Wet diapers: In the early days, baby typically has one wet diaper for each day of life (1 on day one, 2 on day two…). Once mom’s milk comes in, expect 5-6+ wet diapers every 24 hours. To feel what a sufficiently wet diaper is like, pour 3 tablespoons (45 mL) of water into a clean diaper. A piece of tissue in a disposable diaper will help you determine if the diaper is wet.

Breast changes

Your milk should start to “come in” (increase in quantity and change from colostrum to mature milk) between days 2 and 5. To minimize engorgement: nurse often, don’t skip feedings (even at night), ensure good latch/positioning, and let baby finish the first breast before offering the other side. To decrease discomfort from engorgement, use cold and/or cabbage leaf compresses between feedings. If baby is having trouble latching due to engorgement, use reverse pressure softening or express milk until the nipple is soft, then try latching again.

Call your doctor, midwife and/or lactation consultant if:

  • Baby is having no wet or dirty diapers
  • Baby has dark colored urine after day 3(should be pale yellow to clear)
  • Baby has dark colored stools after day 4(should be mustard yellow, with no meconium)
  • Baby has fewer wet/soiled diapers or nurses less frequently than the goals listed here
  • Mom has symptoms of mastitis (sore breast with fever, chills, flu-like aching)

Weeks two through six

How often should baby be nursing?

Frequent nursing in the early weeks is important for establishing a good milk supply. Most newborns need to nurse 8 – 12+ times per day (24 hours). You CAN’T nurse too often—you CAN nurse too little.
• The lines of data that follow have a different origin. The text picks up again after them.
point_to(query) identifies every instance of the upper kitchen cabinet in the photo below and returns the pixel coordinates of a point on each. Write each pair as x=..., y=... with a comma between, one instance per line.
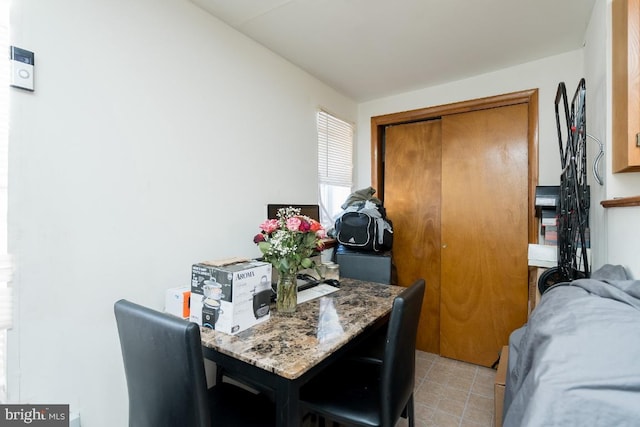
x=625, y=15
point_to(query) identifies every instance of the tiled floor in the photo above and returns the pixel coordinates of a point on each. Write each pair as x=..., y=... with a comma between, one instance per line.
x=452, y=393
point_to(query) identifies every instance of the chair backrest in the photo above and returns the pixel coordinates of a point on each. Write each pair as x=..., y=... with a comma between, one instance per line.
x=398, y=365
x=164, y=368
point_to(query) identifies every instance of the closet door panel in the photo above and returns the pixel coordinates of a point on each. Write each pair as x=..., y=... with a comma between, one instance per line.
x=484, y=231
x=412, y=201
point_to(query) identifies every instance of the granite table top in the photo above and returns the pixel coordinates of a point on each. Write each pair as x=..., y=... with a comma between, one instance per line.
x=291, y=344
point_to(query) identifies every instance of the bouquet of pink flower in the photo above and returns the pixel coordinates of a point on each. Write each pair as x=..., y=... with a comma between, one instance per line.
x=289, y=241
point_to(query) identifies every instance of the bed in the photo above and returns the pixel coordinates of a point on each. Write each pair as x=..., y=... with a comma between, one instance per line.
x=577, y=360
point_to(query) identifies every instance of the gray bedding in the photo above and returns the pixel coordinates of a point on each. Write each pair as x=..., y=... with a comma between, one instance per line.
x=577, y=361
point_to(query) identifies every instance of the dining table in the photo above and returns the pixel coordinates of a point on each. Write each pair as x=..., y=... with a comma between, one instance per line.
x=284, y=352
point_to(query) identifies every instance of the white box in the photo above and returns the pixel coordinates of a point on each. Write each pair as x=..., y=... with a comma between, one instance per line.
x=232, y=297
x=176, y=301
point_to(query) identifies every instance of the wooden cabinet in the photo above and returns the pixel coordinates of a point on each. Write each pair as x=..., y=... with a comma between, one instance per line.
x=625, y=16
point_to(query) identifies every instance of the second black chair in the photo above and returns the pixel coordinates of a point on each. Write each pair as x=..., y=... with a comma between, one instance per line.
x=164, y=369
x=373, y=394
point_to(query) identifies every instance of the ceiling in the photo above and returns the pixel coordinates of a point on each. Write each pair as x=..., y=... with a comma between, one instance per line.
x=368, y=49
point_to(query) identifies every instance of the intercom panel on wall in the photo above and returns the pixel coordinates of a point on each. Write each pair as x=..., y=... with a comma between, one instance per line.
x=22, y=62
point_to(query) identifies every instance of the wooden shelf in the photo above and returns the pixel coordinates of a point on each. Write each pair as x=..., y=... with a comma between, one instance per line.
x=622, y=202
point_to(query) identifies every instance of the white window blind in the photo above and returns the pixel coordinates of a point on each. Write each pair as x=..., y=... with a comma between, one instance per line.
x=335, y=147
x=6, y=265
x=335, y=160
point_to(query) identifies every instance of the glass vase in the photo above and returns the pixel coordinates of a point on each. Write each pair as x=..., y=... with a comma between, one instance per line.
x=287, y=293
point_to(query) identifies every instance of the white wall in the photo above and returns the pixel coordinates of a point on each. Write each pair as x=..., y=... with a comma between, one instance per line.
x=155, y=138
x=618, y=227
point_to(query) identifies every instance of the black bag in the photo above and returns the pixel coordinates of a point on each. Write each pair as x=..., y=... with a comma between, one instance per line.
x=361, y=231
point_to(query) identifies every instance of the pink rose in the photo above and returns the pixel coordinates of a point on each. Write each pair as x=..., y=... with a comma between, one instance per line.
x=269, y=226
x=315, y=225
x=304, y=225
x=293, y=224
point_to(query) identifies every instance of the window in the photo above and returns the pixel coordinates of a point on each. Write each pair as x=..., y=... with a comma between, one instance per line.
x=5, y=259
x=335, y=154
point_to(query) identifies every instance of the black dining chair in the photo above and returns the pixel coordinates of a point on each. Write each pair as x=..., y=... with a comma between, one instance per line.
x=361, y=393
x=166, y=382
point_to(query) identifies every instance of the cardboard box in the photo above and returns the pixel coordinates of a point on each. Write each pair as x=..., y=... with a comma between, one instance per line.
x=500, y=382
x=230, y=297
x=176, y=301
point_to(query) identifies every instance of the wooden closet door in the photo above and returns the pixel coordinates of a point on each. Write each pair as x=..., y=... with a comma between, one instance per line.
x=484, y=231
x=412, y=201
Nurse at the first signs of hunger (stirring, rooting, hands in mouth)—don’t wait until baby is crying. Allow baby unlimited time at the breast when sucking actively, then offer the second breast. Some newborns are excessively sleepy—wake baby to nurse if 2 hours (during the day) or 4 hours (at night) have passed without nursing. Once baby has established a good weight gain pattern, you can stop waking baby and nurse on baby’s cues alone.
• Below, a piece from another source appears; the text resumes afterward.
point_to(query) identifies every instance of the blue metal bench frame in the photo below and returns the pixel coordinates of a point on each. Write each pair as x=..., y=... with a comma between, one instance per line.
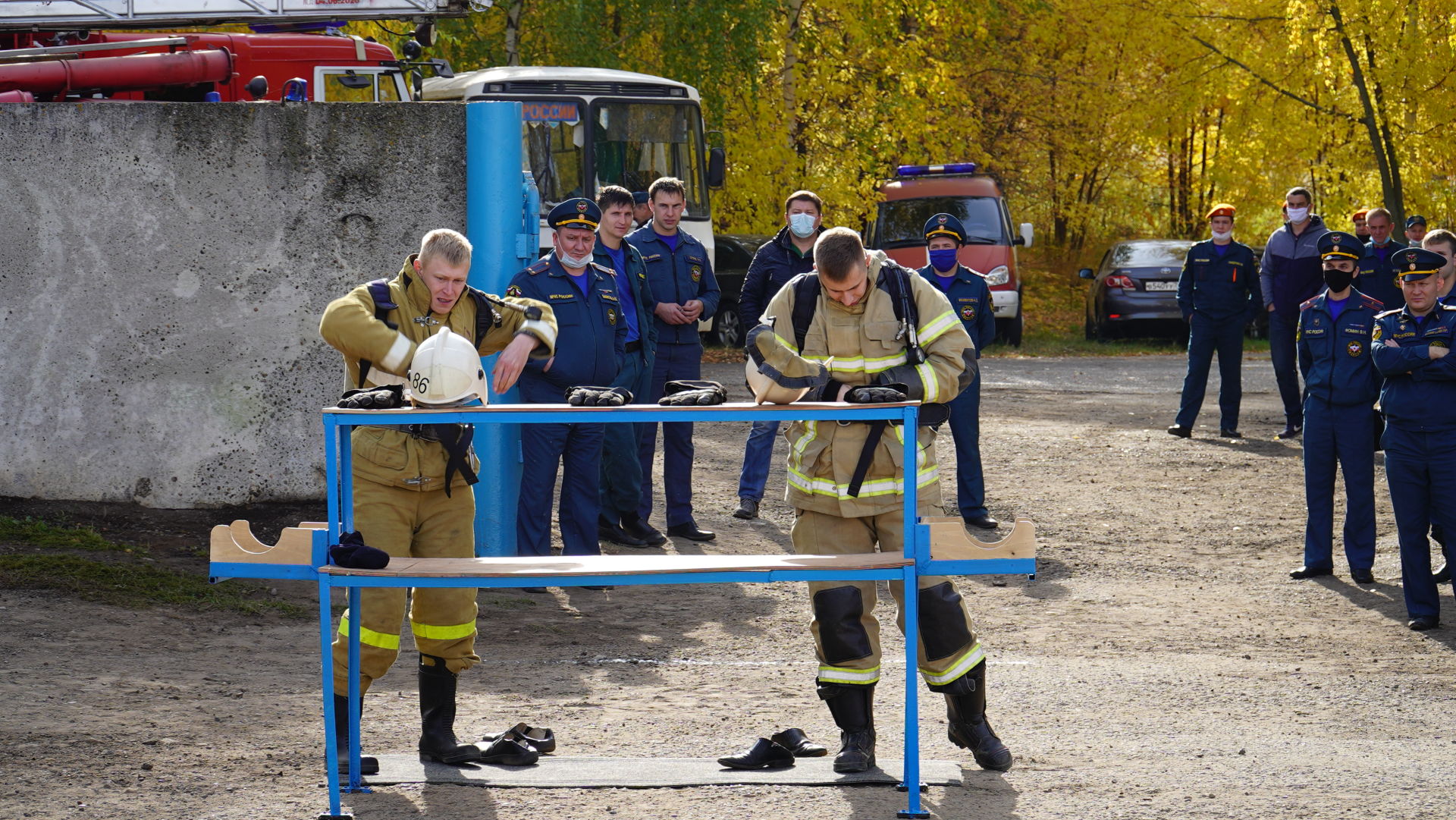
x=338, y=471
The following things are normal:

  • Frequent and/or long feedings.
  • Varying nursing pattern from day to day.
  • Cluster nursing (very frequent to constant nursing) for several hours—usually evenings—each day. This may coincide with the normal “fussy time” that most babies have in the early months.
  • Growth spurts, where baby nurses more often than usual for several days and may act very fussy. Common growth spurt times in the early weeks are the first few days at home, 7 – 10 days, 2 – 3 weeks and 4 – 6 weeks.
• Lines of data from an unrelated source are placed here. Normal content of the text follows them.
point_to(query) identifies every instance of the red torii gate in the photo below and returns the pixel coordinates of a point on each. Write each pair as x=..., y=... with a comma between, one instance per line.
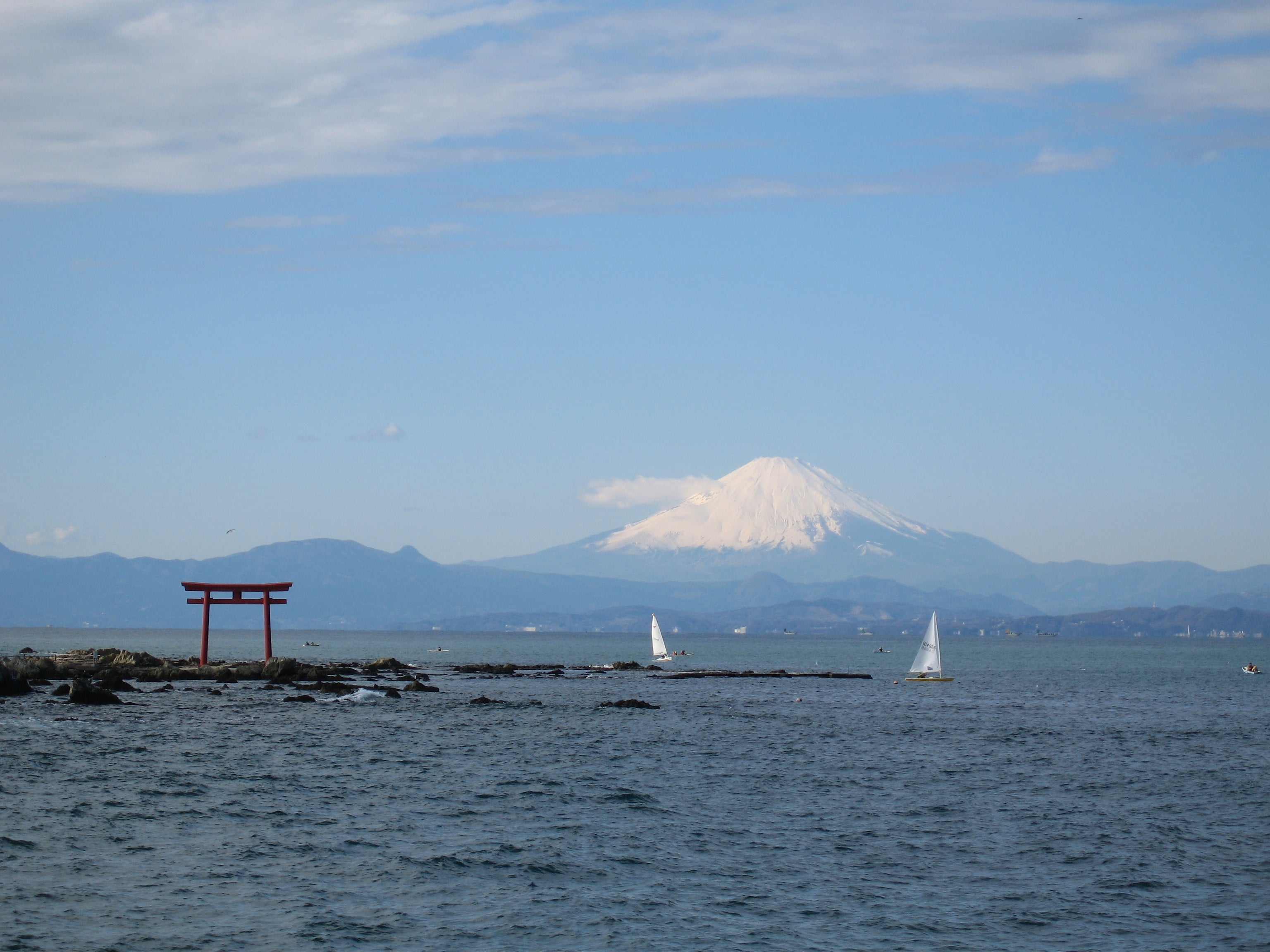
x=266, y=600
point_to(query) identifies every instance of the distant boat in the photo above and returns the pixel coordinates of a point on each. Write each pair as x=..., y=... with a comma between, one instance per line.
x=928, y=664
x=659, y=653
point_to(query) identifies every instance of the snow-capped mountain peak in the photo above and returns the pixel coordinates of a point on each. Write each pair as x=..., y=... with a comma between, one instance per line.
x=769, y=503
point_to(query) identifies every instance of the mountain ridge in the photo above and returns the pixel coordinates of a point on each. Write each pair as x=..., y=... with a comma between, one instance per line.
x=797, y=521
x=343, y=584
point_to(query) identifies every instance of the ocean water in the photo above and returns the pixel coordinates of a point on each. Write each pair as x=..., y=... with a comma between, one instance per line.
x=1060, y=795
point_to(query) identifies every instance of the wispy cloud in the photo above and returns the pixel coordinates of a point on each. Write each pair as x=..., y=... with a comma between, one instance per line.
x=634, y=200
x=1055, y=160
x=286, y=221
x=390, y=432
x=643, y=490
x=100, y=94
x=402, y=236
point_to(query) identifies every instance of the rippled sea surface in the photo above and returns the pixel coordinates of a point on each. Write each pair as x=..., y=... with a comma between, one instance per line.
x=1058, y=795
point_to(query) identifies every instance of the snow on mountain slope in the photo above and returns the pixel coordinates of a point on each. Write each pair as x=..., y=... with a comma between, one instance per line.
x=771, y=503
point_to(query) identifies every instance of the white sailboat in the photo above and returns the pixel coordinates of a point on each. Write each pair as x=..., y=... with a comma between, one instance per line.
x=659, y=653
x=928, y=664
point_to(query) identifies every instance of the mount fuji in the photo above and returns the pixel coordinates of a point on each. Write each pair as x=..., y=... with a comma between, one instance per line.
x=781, y=516
x=797, y=521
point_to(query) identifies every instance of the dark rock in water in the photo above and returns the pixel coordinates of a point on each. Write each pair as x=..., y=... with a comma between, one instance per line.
x=328, y=687
x=384, y=664
x=12, y=686
x=279, y=668
x=112, y=680
x=84, y=692
x=486, y=669
x=632, y=702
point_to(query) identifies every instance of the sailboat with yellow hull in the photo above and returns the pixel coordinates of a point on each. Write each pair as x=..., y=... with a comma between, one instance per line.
x=928, y=664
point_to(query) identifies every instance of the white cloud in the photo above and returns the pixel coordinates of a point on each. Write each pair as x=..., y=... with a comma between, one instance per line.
x=1053, y=160
x=286, y=221
x=390, y=432
x=624, y=494
x=59, y=535
x=174, y=95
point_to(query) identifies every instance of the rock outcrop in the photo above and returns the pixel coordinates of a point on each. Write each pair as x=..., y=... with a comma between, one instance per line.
x=632, y=702
x=84, y=692
x=11, y=685
x=279, y=668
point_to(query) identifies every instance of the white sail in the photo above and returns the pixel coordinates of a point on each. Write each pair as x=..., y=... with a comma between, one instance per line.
x=928, y=660
x=658, y=641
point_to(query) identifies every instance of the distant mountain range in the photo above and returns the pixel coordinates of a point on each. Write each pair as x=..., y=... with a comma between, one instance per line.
x=347, y=585
x=797, y=521
x=771, y=533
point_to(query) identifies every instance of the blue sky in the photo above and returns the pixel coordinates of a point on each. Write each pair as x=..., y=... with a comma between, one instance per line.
x=422, y=274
Is baby getting enough milk?

Weight gain: The average breastfed newborn gains 6 ounces/week (170 grams/week). Consult with baby’s doctor and your lactation consultant if baby is not gaining as expected.

Dirty diapers: Expect 3-4+ stools daily that are the size of a US quarter (2.5 cm) or larger. Some babies stool every time they nurse, or even more often–this is normal, too. The normal stool of a breastfed baby is yellow and loose (soft to runny) and may be seedy or curdy. After 4 – 6 weeks, some babies stool less frequently, with stools as infrequent as one every 7-10 days. As long as baby is gaining well, this is normal.

Wet diapers: Expect 5-6+ wet diapers every 24 hours. To feel what a sufficiently wet diaper is like, pour 3 tablespoons (45 mL) of water into a clean diaper. A piece of tissue in a disposable diaper will help you determine if the diaper is wet. After 6 weeks, wet diapers may drop to 4-5/day but amount of urine will increase to 4-6+ tablespoons (60-90+ mL) as baby’s bladder capacity grows.

Milk supply?

Some moms worry about milk supply. As long as baby is gaining well on mom’s milk alone, then milk supply is good. Between weight checks, a sufficient number of wet and dirty diapers will indicate that baby is getting enough milk.